FPGA implementation of hybrid Namib beetle and battle royale optimization algorithm fostered linear phase finite impulse response filter design

Abstract

Nowadays, low complexity analysis is important for the better digital filter design. Although the linear phase finite impulse response (LPFIR) filter design requires less array complexity, existing methods are purely intended to attenuate both passband and stopband ripples. The main objective is to achieve a less complex design, which reduces deployment complexity and equipment cost. Therefore, in this manuscript, the FPGA Implementation of optimization-dependant LPFIR Filter design utilizing hybrid Namib beetle and battle royale optimization algorithm (HNBOA-LPFIR) is proposed.

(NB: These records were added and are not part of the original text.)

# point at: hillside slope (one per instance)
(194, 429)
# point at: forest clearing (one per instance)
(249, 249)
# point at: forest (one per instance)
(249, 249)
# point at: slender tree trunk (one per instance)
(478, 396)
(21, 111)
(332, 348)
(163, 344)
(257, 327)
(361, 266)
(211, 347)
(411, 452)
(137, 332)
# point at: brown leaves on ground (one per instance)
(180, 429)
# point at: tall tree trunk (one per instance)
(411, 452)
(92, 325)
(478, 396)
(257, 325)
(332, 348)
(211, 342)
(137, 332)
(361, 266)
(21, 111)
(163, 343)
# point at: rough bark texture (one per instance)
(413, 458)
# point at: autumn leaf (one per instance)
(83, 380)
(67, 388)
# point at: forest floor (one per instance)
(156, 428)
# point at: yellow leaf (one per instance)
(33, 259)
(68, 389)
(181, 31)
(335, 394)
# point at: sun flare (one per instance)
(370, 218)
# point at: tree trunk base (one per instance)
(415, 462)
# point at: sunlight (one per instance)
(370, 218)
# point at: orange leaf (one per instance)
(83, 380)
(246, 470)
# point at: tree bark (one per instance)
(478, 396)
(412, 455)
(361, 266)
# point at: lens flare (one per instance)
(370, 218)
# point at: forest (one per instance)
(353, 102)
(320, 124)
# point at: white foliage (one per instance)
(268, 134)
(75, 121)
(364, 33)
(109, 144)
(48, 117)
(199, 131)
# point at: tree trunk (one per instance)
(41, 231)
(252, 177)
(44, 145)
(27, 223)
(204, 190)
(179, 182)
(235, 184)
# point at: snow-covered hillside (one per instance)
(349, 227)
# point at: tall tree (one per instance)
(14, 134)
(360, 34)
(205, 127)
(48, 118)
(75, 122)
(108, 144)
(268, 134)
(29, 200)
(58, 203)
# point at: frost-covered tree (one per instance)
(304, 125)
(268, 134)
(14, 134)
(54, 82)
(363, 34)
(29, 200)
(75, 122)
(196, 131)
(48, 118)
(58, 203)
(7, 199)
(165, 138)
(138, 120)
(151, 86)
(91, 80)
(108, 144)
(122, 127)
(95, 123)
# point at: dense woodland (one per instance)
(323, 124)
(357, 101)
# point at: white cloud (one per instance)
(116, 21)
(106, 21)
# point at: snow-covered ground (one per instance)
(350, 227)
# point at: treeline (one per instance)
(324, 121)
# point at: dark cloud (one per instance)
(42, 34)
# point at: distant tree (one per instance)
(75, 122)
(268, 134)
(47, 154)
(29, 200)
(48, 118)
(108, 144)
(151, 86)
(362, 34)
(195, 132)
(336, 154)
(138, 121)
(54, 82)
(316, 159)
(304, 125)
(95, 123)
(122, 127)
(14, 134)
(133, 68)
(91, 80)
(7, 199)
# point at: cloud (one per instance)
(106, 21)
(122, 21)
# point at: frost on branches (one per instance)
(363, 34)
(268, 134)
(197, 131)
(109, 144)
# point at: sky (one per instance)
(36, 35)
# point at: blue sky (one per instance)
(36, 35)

The proposed HNBOA-LPFIR filter design reduces waves of both pass bands and stop band. The transition bandwidth for deploying an LPFIR filter that follows the designated frequency reduces the sparsity. The superiority of filter design has the optimal outcome which conserves the exchange between the several specifications. The proposed HNBOA-LPFIR Filter design is simulated in Xilinx ISE14.7 (Virtex7) environment. The proposed HNBOA-LPFIR Filter methods are executed at FPGA and the efficiency of proposed HNBOA-LPFIR method is estimated with the help of performance metrics. The proposed HNBOA-LPFIR method provides 18.13%, 19.53%, 20.73% lower pass band ripples, 17.19%, 18.28%, 19.83% lower stop band ripple, 19.53%, 18.78%, 20.73% lower transition band when compared to the existing methods: Multi objective FIR filter design utilizing Salp swarm approach and its improved version (SSOA-FIR), Design and analysis of Linear Phase Finite Impulse Response filter utilizing Water Strider Optimization Approach at FPGA (WSOA-LPFIR), Optimal model of digital FIR filter based upon Grasshopper Optimization Approach (GHOA-DFIR) respectively.